Für diejenigen, die an einem gezielteren Ansatz interessiert sind, liefern tVNS-Geräte milde elektrische Impulse an den Ohrast des Vagusnervs im Ohr. Diese nicht-invasive Form der Stimulation wurde für behandlungsresistente Depressionen, Epilepsie und die Rehabilitation nach einem Schlaganfall untersucht. Eine Studie an Personen im Alter von 55 Jahren und älter ergab, dass eine tägliche tVNS über zwei Wochen die Baroreflexempfindlichkeit und den Vagustonus erhöhte, was auf eine besondere Relevanz für gesundes Altern hindeutet [10].

1.

Atme mit 5-7 Atemzügen pro Minute

Langsames Atmen mit einer längeren Ausatmung als Einatmung ist der einfachste Weg, den Vagustonus zu erhöhen. Strebe 5-7 Atemzüge pro Minute für 5-10 Minuten täglich an. Studien haben gezeigt, dass dies die HRV um 21-46% verbessert, ähnlich wie bei elektrischen Stimulationsgeräten.
www.mdpi.com
2.

Benutze kaltes Wasser für dein Gesicht

Wenn du dir 30 Sekunden lang kaltes Wasser ins Gesicht spritzt, aktiviert das den Tauchreflex und löst eine sofortige vagale Reaktion aus. Das funktioniert, weil die Trigeminus- und Vagusnerven im Gesichtsbereich eng miteinander verbunden sind.
pmc.ncbi.nlm.nih.gov
3.

Täglich summen, singen oder gurgeln

Diese Aktivitäten bringen die Stimmbänder und die Rachenmuskeln in unmittelbarer Nähe des Vagusnervs in Schwingung. Selbst eine Minute Summen oder Gurgeln mit Wasser nach dem Zähneputzen stimuliert die Vagusbahn mechanisch.
4.

Verfolge deine HRV als Proxy für den Vagustonus

Die Herzfrequenzvariabilität ist das beste nicht-invasive Maß für den Vagustonus. Verwende ein Wearable wie einen Oura-Ring oder eine Apple Watch, um die HRV im Ruhezustand über Wochen hinweg zu messen. Steigende HRV-Trends deuten auf eine Verbesserung der vagalen Funktion hin.
5.

Unterstütze deinen Darm, um die vagalen Signale zu stärken

Der Vagusnerv ist für eine optimale Signalübertragung auf ein gesundes Darmmikrobiom angewiesen. Der Verzehr von ballaststoffreichen Lebensmitteln und fermentierten Produkten wie Kefir, Sauerkraut oder Joghurt unterstützt die Produktion kurzkettiger Fettsäuren, die die vagalen afferenten Fasern aktivieren.
6.

Stimuliere deinen Vagusnerv

Kaltes Wasser im Gesicht, Gurgeln, Singen oder langsames, tiefes Atmen aktivieren den Vagusnerv und versetzen dich innerhalb von Minuten von Kampf-oder-Flucht in Ruhe und Verdauung.
1.

Was macht der Vagusnerv?

Der Vagusnerv ist der längste Hirnnerv und verbindet das Gehirn mit Herz, Lunge, Darm und Immunsystem. Er reguliert die Herzfrequenz, die Verdauung, die Immunreaktionen und Entzündungen. Etwa 80% seiner Fasern leiten sensorische Daten von den Organen zum Gehirn, während 20% der Fasern Steuersignale an den Körper zurücksenden.
2.

Wie kann ich feststellen, ob mein Vagustonus niedrig ist?

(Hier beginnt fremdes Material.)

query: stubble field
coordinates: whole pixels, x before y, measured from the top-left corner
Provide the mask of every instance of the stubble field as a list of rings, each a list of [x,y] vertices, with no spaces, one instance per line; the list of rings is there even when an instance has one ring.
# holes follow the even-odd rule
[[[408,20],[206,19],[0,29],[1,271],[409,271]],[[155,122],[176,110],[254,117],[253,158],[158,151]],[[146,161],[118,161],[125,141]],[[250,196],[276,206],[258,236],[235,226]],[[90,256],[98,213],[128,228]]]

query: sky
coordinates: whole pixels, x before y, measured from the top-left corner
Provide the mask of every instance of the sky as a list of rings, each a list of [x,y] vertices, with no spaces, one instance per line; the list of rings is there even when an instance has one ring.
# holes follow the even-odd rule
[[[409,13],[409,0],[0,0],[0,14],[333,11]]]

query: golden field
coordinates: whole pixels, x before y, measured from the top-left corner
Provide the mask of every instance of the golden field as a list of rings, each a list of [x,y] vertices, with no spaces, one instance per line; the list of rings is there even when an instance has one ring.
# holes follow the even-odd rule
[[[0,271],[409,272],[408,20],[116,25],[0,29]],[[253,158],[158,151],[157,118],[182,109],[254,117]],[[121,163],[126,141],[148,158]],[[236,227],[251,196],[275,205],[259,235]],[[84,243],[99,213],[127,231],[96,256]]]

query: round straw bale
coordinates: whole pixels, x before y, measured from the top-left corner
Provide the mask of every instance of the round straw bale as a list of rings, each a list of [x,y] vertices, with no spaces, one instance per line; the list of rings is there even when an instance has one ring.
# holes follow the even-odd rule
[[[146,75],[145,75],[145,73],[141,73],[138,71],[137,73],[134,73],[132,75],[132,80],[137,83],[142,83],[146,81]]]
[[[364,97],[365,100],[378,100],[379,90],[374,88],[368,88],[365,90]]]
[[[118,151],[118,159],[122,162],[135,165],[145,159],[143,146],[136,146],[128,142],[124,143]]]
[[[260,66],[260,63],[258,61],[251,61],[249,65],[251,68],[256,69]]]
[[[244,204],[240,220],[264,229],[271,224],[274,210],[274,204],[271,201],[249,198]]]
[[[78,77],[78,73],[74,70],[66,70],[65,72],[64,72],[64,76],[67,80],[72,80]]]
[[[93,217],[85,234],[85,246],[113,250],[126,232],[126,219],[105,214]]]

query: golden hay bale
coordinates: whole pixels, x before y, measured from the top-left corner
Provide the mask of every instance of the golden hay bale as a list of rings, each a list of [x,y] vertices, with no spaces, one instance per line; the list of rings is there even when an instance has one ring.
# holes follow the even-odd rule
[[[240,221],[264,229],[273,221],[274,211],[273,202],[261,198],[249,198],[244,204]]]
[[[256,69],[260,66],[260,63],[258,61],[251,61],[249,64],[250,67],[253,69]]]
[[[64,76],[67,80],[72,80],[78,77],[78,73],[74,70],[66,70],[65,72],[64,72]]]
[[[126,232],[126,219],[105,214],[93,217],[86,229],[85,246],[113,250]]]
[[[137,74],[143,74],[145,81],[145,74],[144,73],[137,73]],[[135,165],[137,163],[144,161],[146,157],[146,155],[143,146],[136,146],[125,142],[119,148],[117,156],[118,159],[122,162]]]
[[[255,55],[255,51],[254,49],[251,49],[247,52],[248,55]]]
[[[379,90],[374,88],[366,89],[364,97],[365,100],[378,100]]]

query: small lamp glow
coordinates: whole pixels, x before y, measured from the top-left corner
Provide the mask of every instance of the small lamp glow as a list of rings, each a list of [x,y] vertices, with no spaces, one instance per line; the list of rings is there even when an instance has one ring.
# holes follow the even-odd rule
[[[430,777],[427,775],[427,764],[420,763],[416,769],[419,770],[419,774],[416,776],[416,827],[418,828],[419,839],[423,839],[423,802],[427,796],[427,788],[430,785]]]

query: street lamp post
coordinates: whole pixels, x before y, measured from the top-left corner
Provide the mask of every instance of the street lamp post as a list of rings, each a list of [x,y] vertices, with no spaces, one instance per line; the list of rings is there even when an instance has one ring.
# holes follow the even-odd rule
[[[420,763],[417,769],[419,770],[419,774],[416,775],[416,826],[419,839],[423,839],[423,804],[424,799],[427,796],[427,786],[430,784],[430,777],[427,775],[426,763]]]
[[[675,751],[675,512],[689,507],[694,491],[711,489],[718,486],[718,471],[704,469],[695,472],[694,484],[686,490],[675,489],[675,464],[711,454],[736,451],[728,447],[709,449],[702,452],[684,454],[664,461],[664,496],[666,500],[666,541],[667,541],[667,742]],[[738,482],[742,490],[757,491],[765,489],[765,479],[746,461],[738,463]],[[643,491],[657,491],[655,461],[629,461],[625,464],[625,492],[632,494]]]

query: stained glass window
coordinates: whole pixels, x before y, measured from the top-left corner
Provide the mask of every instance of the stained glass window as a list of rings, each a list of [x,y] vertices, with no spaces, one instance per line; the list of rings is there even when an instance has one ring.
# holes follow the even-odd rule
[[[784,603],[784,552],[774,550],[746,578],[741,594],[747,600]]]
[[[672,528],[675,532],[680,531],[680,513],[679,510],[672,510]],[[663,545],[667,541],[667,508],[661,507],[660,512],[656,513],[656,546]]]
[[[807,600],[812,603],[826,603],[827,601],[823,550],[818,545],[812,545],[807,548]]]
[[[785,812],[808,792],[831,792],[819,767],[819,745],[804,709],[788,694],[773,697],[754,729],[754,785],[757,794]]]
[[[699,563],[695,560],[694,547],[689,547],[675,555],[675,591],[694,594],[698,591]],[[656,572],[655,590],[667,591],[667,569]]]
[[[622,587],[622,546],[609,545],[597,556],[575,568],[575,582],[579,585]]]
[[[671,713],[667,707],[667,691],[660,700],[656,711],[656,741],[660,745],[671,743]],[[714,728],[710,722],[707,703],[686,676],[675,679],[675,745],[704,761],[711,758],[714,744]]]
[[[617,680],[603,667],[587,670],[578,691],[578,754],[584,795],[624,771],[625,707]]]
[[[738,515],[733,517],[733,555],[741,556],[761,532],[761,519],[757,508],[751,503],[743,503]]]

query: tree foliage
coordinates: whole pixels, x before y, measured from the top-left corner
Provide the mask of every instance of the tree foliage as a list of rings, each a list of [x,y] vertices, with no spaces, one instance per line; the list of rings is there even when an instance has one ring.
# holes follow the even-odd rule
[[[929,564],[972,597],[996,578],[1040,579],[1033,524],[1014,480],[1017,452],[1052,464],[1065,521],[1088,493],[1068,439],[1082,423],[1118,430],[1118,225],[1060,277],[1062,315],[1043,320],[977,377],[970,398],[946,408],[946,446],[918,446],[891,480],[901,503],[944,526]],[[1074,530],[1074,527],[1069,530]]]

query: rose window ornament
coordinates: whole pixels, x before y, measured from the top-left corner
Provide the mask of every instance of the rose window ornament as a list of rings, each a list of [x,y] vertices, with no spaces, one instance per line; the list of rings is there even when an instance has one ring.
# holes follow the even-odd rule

Ein niedriger Vagustonus zeigt sich in der Regel durch eine niedrige Herzfrequenzvariabilität (HRV), eine höhere Ruheherzfrequenz, Schwierigkeiten, sich nach Stress zu beruhigen, Verdauungsprobleme und eine schlechte Schlafqualität. Du kannst deine HRV mit einem tragbaren Gerät verfolgen. Konstant niedrige Werte im Vergleich zum Bevölkerungsdurchschnitt deines Alters und Geschlechts können auf eine verminderte Vagusfunktion hinweisen.
3.

Kann man den Vagusnerv auf natürliche Weise stimulieren?

Ja. Langsame Zwerchfellatmung (5-7 Atemzüge pro Minute mit langem Ausatmen), kaltes Wasser im Gesicht, Summen, Singen, Gurgeln und moderates Ausdauertraining erhöhen den Vagustonus. Die langsame Atmung ist die am besten untersuchte Methode. Studien haben gezeigt, dass sich die Herzfrequenz bei einer einzigen Sitzung um 21-46 % verbessert.
4.

Was ist der Zusammenhang zwischen dem Vagusnerv und der Darmgesundheit?

Der Vagusnerv ist das wichtigste physische Bindeglied der Darm-Hirn-Achse. Darmbakterien produzieren Stoffwechselprodukte wie kurzkettige Fettsäuren, die vagale afferente Fasern aktivieren und Signale an das Gehirn senden, die Stimmung, Appetit und Entzündungen beeinflussen. Wenn sich die Darmgesundheit verschlechtert, werden die vagalen Signale schwächer, was zu einer erhöhten Durchlässigkeit des Darms und systemischen Entzündungen beitragen kann.
5.

Ist die transkutane Vagusnervstimulation (tVNS) sicher?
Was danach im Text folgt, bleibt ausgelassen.